Depuis 1946, on dit que la France est “présente sur trois océans”. Mais dans la tête, dans la langue, dans l’administration, tout reste ramené à Paris. On dit « en France » pour dire “en métropole”. On dit « la France et la Nouvelle-Calédonie » — et ce seul “et” révèle l’impensé. Car si Nouméa est en France, alors Paris n’est plus “la France” : elle en est simplement la capitale. Cette contradiction n’est pas un détail. Elle est le nœud de toutes les tensions : politiques, symboliques, identitaires. La vérité est là : on ne sait plus ce que nous sommes. Et donc on ne sait plus ce que nous voulons.

Un proto-État sans cap

L’Accord de Nouméa, rappelle-t-il, n’était pas un compromis. C’était un mécanisme de sortie. Une trajectoire douce vers l’indépendance. Mais après trois référendums négatifs, cette trajectoire n’a plus de destination. Et ce qu’il en reste, c’est un proto-État ingérable :

  • Des compétences législatives exclusives ingérables.
  • Trois sources de droit concurrentes.
  • Des statuts spéciaux, des exceptions partout.
  • Une “citoyenneté” bâtarde.
  • Et des élites locales qui vivent de l’ambiguïté.

Trop d’autonomie, sans vraie souveraineté. Trop de flou, devenu rente. Trop d’acteurs qui ont intérêt à ce que rien ne change.

Le « n’ayez pas peur » de Didier Leroux

Didier Leroux était là. Silencieux. Et fidèle à lui-même. En 1998, il avait voté non à l’Accord de Nouméa. Il ne l’a jamais regretté. À la fin de la conférence, il a dit une seule phrase :

« À ceux qui négocient : si l’accord n’est pas bon, n’ayez pas peur de dire non. »

À l’époque, dire non, c’était s’exclure. Le “oui” était la paix. Le “non” était la guerre. Il fallait approuver. Il fallait se taire… Avec Sonia Lagarde, il fut l’un des très rares à ne pas plier. Et 26 ans plus tard, il est encore là. Et toujours debout. Ce mardi, il ne cherchait pas à convaincre ni à plaire. Juste à rappeler que le courage, lui, n’a pas changé de camp.

…Ce que nous avons oublié

Ce que cette conférence nous rappelle, c’est que la République commence par une parole claire. Pas un dispositif. Pas une méthode. Pas un formulaire. Mais une voix qui dit ce qui est. Et qui ose dire ce qui devrait être.

Le 15 avril, il ne s’est pas rien passé. Il s’est passé ce que plus rien ni personne n’ose faire dans ce pays : penser ensemble. Dire les mots justes. Ne pas insulter. Ne pas séduire. Ne plus promettre. Mais éclairer.

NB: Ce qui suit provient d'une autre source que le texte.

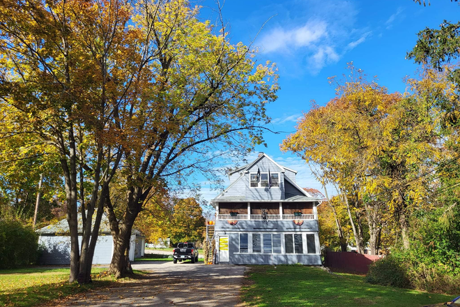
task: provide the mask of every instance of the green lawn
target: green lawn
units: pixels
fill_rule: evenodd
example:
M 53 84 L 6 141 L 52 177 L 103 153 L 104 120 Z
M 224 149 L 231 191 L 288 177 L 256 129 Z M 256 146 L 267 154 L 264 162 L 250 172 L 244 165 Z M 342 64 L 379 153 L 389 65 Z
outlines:
M 0 271 L 0 306 L 31 306 L 62 299 L 89 289 L 113 286 L 115 278 L 105 268 L 93 268 L 93 283 L 69 284 L 69 269 L 26 268 Z
M 364 276 L 300 265 L 254 266 L 247 274 L 242 298 L 248 306 L 420 307 L 454 297 L 370 285 Z

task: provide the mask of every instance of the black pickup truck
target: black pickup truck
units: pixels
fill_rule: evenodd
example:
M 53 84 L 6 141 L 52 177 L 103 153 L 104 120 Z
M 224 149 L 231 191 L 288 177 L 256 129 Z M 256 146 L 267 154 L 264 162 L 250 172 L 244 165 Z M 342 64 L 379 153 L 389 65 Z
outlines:
M 195 247 L 195 244 L 192 242 L 178 243 L 177 247 L 173 250 L 173 260 L 177 263 L 177 260 L 181 262 L 187 259 L 190 259 L 192 263 L 198 262 L 198 248 Z

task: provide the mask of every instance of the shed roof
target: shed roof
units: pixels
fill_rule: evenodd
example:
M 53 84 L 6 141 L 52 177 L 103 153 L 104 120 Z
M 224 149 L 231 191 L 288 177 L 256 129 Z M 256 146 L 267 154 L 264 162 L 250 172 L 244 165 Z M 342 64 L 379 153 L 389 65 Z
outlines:
M 223 196 L 219 198 L 215 198 L 213 202 L 320 202 L 322 200 L 315 197 L 309 197 L 304 195 L 295 195 L 285 200 L 247 200 L 245 195 L 238 196 Z
M 95 218 L 95 211 L 93 217 L 93 225 L 91 225 L 91 230 L 94 227 L 94 218 Z M 78 213 L 78 233 L 83 233 L 83 223 L 82 222 L 82 213 Z M 66 218 L 63 218 L 59 220 L 56 224 L 49 225 L 45 226 L 43 228 L 36 230 L 36 232 L 40 234 L 55 234 L 55 235 L 63 235 L 64 234 L 68 234 L 69 232 L 69 224 L 67 222 Z M 109 218 L 107 218 L 105 213 L 102 214 L 102 217 L 100 220 L 100 227 L 99 227 L 100 234 L 111 234 L 110 232 L 110 225 L 109 223 Z M 142 234 L 137 230 L 132 230 L 132 234 L 136 234 L 138 237 L 142 237 Z

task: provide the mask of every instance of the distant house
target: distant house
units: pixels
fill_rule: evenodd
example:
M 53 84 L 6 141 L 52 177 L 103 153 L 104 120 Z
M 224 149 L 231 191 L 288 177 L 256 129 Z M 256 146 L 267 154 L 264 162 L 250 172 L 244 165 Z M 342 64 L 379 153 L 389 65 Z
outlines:
M 228 173 L 231 184 L 211 202 L 217 211 L 217 262 L 321 264 L 316 206 L 297 172 L 260 153 Z
M 79 214 L 78 241 L 82 244 L 82 215 Z M 70 237 L 69 226 L 66 219 L 58 223 L 44 227 L 36 231 L 39 234 L 38 244 L 43 247 L 40 263 L 43 264 L 70 264 Z M 145 237 L 136 230 L 132 230 L 130 243 L 130 261 L 135 257 L 144 256 Z M 100 222 L 99 236 L 94 250 L 93 263 L 107 264 L 112 261 L 114 252 L 114 240 L 110 232 L 109 219 L 102 215 Z

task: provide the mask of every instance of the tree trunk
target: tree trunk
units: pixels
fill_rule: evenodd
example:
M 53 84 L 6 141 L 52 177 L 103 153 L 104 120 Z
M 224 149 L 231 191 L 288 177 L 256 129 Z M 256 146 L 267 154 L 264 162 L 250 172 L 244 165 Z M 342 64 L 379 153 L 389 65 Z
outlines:
M 356 210 L 355 211 L 355 215 L 356 215 L 356 225 L 358 225 L 358 240 L 360 241 L 360 250 L 359 253 L 360 254 L 364 254 L 365 253 L 365 246 L 364 246 L 364 239 L 363 239 L 363 232 L 362 232 L 362 214 L 361 213 L 358 211 Z
M 353 220 L 353 216 L 351 216 L 351 210 L 350 210 L 350 204 L 348 204 L 348 199 L 345 194 L 343 193 L 341 193 L 342 199 L 345 202 L 346 206 L 346 211 L 348 214 L 348 218 L 350 218 L 350 224 L 351 225 L 351 229 L 353 230 L 353 234 L 355 237 L 355 244 L 356 244 L 356 250 L 358 253 L 362 253 L 361 250 L 361 242 L 360 239 L 360 234 L 358 233 L 356 230 L 356 227 L 355 226 L 355 222 Z
M 408 249 L 411 247 L 411 243 L 409 242 L 409 225 L 405 212 L 399 214 L 399 227 L 401 227 L 401 237 L 403 241 L 403 246 L 405 249 Z
M 67 201 L 67 222 L 69 225 L 70 234 L 70 274 L 69 283 L 77 280 L 79 268 L 79 246 L 78 244 L 78 215 L 77 209 L 77 151 L 75 140 L 73 135 L 73 127 L 69 127 L 69 159 L 66 158 L 64 140 L 61 135 L 62 166 L 66 186 L 66 198 Z M 70 165 L 69 165 L 70 164 Z
M 128 274 L 132 274 L 129 257 L 131 232 L 135 220 L 141 209 L 141 205 L 139 204 L 139 202 L 141 202 L 139 200 L 140 197 L 134 196 L 133 194 L 138 195 L 141 195 L 141 193 L 139 190 L 137 192 L 130 192 L 128 208 L 121 223 L 119 223 L 116 219 L 114 208 L 110 201 L 109 191 L 107 192 L 107 196 L 106 197 L 105 211 L 109 218 L 110 230 L 114 238 L 114 254 L 112 257 L 109 273 L 115 275 L 116 278 L 120 278 Z
M 340 243 L 340 250 L 342 252 L 346 252 L 346 246 L 348 244 L 346 244 L 346 239 L 344 237 L 344 233 L 342 231 L 342 225 L 340 225 L 340 220 L 339 220 L 337 212 L 335 210 L 335 207 L 330 202 L 330 200 L 329 199 L 329 195 L 328 195 L 328 190 L 325 188 L 325 186 L 323 186 L 323 188 L 324 188 L 324 193 L 325 194 L 325 197 L 328 200 L 328 204 L 332 209 L 332 213 L 334 214 L 334 218 L 335 219 L 335 226 L 337 227 L 337 237 L 339 238 L 339 242 Z
M 94 186 L 91 193 L 91 199 L 86 207 L 87 212 L 82 212 L 82 219 L 84 220 L 83 224 L 83 235 L 82 236 L 82 251 L 80 255 L 80 267 L 79 283 L 88 283 L 91 282 L 91 267 L 93 265 L 93 256 L 94 255 L 94 248 L 99 234 L 99 227 L 100 220 L 102 216 L 104 202 L 105 199 L 106 186 L 105 184 L 101 191 L 101 195 L 99 197 L 99 206 L 100 210 L 96 213 L 96 218 L 93 225 L 93 215 L 94 214 L 95 202 L 98 200 L 98 193 L 99 190 L 99 181 L 100 179 L 100 161 L 102 158 L 102 150 L 99 149 L 98 160 L 96 163 Z M 102 202 L 102 204 L 101 204 Z M 86 218 L 83 216 L 86 216 Z
M 114 255 L 109 269 L 109 273 L 115 275 L 116 278 L 132 274 L 129 253 L 131 229 L 123 226 L 121 227 L 120 234 L 114 237 Z
M 378 209 L 376 206 L 370 206 L 365 204 L 366 214 L 367 216 L 367 225 L 369 225 L 369 245 L 371 249 L 371 255 L 377 255 L 379 245 L 380 234 L 381 227 L 378 223 Z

Il n’y avait pas de média. Pas d’écharpes. Pas de négociateur. Pas de programme. Pas de grands discours.

Mais il y avait un peuple pensant.

Et un professeur.

Et ceux qui n’ont plus peur de dire non.

Depuis le 15 avril, la dignité a changé de camp.

Et avec elle, peut-être, la Calédonie a recommencé à parler Français.